New gTLD: 今後の手続き [valuation]
新しい一般トップ・レベル・ドメイン(new gTLD: generic Top Level Domain)の申請期間が終了し、6月13日にICANNから申請のあった全リストが公表されました。
今後は、これらの申請について、一般からのコメントあるいは反論を受け付ける期間となります。自らはドメイン申請を行わかった多くの企業・団体にとっては、自分たちの利益を守るための活動はまさにここからスタートすることになります。
「コメント」というのは、公式は申請に対する公式な反論ではないため、それ自身によって申請がブロックされることはありませんが、登録審査の過程で参考資料とされるもので、誰でもコメントを作成することができるようになっています。
コメントの受付期間は2012年6月13日から8月12日までの2か月間で、既に現時点(6月26日)で164件のコメントが一般に公開されています。(リンク)
"ART"、"BIBLE"、"CHURCH"、"PATAGONIA"といった文字列について多数のコメントが見られます。このうち、"PATAGONIA"については、アウトドアウェアのパタゴニア社が申請しているのですが、コメントを見ると「地理的表示」である、アルゼンチンの一部である、などとあります。他方、今のところ、"TOKYO"や"OSAKA"についてはコメントは寄せられていません。
"APPLE"(アップル社)について、普通名詞なので不可とのコメントも見られます。同様のコメントが"VIDEO"(アマゾン社)についても見られます。”BOOK"(アマゾン社)について、".book"は".com"と同じように使われるべきで独占の対象ではない、とのコメントがあります。
さて、コメントは誰でもなんでも自由に言える掲示板のようなものですが、本気でドメイン登録を止めようと思ったら公式な反論(Objection)をしなければいけません。 反論は以下の4つの類型のいずれかに該当している必要があります。
反論の類型 Objection ground | 理由 Standing to object | 反論できる人 Who has standing | 紛争処理機関 DRSP |
String Confusion | 申請されているドメイン名が既存のTLDまたは今回申請されているTLDと類似していて紛らわしい。 | 類似している既存TLDの運営者または新規TLD申請者 | ICDR |
Legal Rights | 申請されているドメイン名が既存の法的権利を侵害する。 | 法的権利を有する人(例:商標権者) | WIPO |
Limited Public Ieterest | 申請されているドメイン名が公序良俗に反する。 | 誰でも | ICC |
Community | 申請されているドメイン名が既存の団体を連想させる。 | 申請されているドメイン名によって連想される団体 | ICC |
これら4つの類型のうち、多くの企業にとって関心があるのは、2番めの"Legal Rights Objection"だと思います。これは、典型的には他人が申請しているドメイン名が自社のブランド名と同じあるいは類似した文字列となっている場合が該当することになります。紛争処理機関は弁理士にとってはおなじみのWIPOです。

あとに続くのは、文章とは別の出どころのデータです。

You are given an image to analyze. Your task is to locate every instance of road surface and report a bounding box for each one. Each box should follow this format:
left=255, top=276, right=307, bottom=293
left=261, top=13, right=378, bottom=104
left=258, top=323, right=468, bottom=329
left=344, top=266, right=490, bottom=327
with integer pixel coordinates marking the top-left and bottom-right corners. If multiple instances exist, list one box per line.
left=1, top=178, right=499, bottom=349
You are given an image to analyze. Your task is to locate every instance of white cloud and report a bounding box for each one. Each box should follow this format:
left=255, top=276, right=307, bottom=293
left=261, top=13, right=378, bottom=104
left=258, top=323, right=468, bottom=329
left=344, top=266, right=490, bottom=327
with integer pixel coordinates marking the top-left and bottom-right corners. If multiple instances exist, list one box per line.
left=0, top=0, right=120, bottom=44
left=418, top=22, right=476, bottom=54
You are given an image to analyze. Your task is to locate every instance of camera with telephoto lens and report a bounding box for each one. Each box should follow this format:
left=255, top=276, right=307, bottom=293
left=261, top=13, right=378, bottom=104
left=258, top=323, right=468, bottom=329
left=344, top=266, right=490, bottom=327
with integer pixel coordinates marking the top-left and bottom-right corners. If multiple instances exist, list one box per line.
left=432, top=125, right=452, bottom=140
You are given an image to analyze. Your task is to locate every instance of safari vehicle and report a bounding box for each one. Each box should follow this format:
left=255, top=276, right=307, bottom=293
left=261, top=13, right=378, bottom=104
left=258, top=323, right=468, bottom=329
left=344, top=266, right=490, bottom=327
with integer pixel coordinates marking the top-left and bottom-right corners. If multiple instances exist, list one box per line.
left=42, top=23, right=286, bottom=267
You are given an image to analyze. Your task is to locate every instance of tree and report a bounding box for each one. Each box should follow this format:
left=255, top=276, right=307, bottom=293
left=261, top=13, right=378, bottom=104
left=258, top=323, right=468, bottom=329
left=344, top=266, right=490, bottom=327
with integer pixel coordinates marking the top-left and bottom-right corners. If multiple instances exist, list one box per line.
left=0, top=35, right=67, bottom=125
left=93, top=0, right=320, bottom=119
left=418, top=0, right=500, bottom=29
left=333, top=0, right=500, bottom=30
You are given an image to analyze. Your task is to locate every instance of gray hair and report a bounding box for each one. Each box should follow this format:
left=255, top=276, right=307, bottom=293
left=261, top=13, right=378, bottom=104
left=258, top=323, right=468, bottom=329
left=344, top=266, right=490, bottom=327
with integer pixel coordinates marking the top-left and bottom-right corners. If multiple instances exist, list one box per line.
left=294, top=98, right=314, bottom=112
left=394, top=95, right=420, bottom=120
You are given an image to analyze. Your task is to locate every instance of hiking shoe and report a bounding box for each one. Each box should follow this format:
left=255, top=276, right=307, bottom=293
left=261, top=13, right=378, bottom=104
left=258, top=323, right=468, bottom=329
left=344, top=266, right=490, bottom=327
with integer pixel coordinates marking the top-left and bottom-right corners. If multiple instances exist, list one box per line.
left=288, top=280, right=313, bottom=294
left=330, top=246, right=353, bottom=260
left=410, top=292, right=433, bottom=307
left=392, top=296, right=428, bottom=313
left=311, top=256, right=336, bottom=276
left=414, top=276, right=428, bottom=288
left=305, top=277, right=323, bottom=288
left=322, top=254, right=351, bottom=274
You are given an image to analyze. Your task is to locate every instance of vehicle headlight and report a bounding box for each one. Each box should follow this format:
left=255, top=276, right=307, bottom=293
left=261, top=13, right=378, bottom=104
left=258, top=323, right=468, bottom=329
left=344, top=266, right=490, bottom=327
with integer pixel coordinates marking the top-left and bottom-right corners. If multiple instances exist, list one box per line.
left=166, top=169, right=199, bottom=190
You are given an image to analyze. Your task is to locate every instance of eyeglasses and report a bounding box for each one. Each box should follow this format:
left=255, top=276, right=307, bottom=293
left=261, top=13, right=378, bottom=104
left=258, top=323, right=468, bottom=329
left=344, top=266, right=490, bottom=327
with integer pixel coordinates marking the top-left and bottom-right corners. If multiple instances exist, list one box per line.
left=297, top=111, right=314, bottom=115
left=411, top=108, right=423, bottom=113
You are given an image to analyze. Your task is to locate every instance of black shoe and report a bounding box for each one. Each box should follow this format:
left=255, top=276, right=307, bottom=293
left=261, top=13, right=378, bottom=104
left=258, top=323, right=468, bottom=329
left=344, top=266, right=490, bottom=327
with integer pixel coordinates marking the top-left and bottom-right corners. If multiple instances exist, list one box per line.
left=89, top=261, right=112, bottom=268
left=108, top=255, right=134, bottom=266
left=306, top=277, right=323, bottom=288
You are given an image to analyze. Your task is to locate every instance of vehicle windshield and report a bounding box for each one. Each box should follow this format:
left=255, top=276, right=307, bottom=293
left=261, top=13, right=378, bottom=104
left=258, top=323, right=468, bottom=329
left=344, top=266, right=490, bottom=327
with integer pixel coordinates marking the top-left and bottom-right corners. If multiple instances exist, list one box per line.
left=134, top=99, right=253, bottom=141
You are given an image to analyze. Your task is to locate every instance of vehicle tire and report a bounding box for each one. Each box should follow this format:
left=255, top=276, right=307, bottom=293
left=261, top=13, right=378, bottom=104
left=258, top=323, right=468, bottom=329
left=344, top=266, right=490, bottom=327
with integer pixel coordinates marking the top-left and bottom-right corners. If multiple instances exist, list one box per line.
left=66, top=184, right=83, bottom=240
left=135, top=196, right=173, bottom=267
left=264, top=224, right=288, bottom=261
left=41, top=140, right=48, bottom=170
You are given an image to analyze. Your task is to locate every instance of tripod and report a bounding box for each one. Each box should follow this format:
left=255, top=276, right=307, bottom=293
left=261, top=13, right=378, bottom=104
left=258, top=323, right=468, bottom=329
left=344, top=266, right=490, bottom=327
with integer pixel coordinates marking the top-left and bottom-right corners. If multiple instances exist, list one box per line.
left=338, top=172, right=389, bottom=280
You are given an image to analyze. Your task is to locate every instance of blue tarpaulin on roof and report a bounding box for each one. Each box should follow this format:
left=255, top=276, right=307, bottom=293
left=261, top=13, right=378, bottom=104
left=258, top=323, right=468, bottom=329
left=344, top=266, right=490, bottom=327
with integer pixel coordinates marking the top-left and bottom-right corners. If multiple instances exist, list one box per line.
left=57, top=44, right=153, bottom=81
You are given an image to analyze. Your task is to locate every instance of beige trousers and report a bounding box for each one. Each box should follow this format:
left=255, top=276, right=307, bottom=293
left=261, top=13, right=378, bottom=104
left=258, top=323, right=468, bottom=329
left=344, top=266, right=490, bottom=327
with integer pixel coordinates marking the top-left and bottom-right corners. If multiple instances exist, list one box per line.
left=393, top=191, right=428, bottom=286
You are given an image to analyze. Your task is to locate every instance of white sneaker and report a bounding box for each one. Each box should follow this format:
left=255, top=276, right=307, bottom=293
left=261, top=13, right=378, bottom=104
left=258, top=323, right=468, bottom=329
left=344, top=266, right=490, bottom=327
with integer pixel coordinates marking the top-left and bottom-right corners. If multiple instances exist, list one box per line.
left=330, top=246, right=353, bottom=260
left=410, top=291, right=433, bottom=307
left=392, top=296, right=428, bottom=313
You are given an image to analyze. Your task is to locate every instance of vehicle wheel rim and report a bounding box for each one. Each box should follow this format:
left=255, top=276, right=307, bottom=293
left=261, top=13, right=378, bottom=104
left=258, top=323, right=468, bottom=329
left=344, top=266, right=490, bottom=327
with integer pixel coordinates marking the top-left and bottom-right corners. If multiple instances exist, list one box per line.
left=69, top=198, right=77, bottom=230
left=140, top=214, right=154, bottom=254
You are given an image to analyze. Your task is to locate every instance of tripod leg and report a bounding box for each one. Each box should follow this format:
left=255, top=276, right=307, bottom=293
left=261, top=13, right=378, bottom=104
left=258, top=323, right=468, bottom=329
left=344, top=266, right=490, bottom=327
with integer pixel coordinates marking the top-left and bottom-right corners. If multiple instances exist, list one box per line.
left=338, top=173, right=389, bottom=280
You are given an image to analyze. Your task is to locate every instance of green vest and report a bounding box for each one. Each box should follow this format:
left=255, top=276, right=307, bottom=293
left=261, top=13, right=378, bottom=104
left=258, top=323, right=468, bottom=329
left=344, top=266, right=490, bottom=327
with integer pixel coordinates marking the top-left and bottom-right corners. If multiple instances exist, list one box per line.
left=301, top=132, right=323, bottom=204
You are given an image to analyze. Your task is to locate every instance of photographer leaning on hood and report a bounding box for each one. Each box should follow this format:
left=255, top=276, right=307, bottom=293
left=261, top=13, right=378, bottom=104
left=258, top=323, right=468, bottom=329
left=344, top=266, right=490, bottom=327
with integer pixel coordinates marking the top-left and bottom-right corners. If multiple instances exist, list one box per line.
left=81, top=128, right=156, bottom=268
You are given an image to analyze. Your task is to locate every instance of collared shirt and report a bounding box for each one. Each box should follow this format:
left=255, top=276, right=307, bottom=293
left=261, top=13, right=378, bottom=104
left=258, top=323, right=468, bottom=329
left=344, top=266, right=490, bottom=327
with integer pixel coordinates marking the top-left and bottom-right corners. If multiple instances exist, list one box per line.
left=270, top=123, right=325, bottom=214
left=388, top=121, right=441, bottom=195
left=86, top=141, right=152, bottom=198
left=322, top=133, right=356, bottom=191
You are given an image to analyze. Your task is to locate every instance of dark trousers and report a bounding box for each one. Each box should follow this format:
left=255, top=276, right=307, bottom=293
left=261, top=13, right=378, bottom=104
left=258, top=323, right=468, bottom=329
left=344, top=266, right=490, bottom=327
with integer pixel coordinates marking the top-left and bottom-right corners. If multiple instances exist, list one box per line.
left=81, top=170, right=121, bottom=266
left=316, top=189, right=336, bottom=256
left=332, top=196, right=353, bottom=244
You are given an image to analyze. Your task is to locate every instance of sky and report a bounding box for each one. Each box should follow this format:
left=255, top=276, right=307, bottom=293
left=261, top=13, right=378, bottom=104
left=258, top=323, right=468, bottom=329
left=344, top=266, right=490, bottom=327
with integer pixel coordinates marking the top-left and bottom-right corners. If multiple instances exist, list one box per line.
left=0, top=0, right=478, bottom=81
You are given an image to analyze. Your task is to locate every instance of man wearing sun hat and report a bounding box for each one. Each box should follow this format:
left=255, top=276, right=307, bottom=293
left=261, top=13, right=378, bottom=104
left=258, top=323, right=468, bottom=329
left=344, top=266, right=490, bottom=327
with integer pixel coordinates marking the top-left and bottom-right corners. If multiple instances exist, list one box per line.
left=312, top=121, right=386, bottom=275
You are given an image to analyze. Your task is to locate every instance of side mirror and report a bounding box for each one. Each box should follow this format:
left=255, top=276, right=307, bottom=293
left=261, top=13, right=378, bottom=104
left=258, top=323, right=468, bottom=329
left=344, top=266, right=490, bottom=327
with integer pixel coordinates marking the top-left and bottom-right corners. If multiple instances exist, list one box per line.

さて、公開されている申請ドメイン名リスト(全1,930件)のなかに自社ブランドと抵触しそうなものを見つけたら、さっそくWIPOに反論を提出、といきたいところですが、この紛争処理手続には所定の費用がかかります。紛争処理に当たっては、1人または(両社が合意すれば)3人の専門家によるパネルが設置されることになっており、1人パネルの場合には1万ドル(DRSP費用 2千ドル、パネル費用 8千ドル)、3人パネルの場合には2万3千ドル(DRSP費用 3千ドル、パネル費用 2万ドル)となかなかお高い料金表となっています。なお、同一の申請ドメイン名に対して複数の反論がある場合にはパネル費用は前記の60%、また単独で複数のドメイン名に対して反論を出す場合には同80%にディスカウントされます。
それにしても、最低1万ドル(+反論文書作成のための弁護士・弁理士費用等)がかかることを考えると簡単には仕掛けられないとは思います。ですが、例えば"BEER"や"FILM"といったドメイン名が申請されており、これらがそのまま登録されると "kirin.beer"とか"fuji.film"といったURLが可能となるため、やはり反論を出しておくべきではないかと思われます。
反論提出期間はICANNによると「約7か月」ということなので年内一杯は検討する時間があります。グローバルに活動している企業においては、申請ドメイン名リストを見た上で、反論を出す、出さないについて社内で検討されてはいかがでしょうか。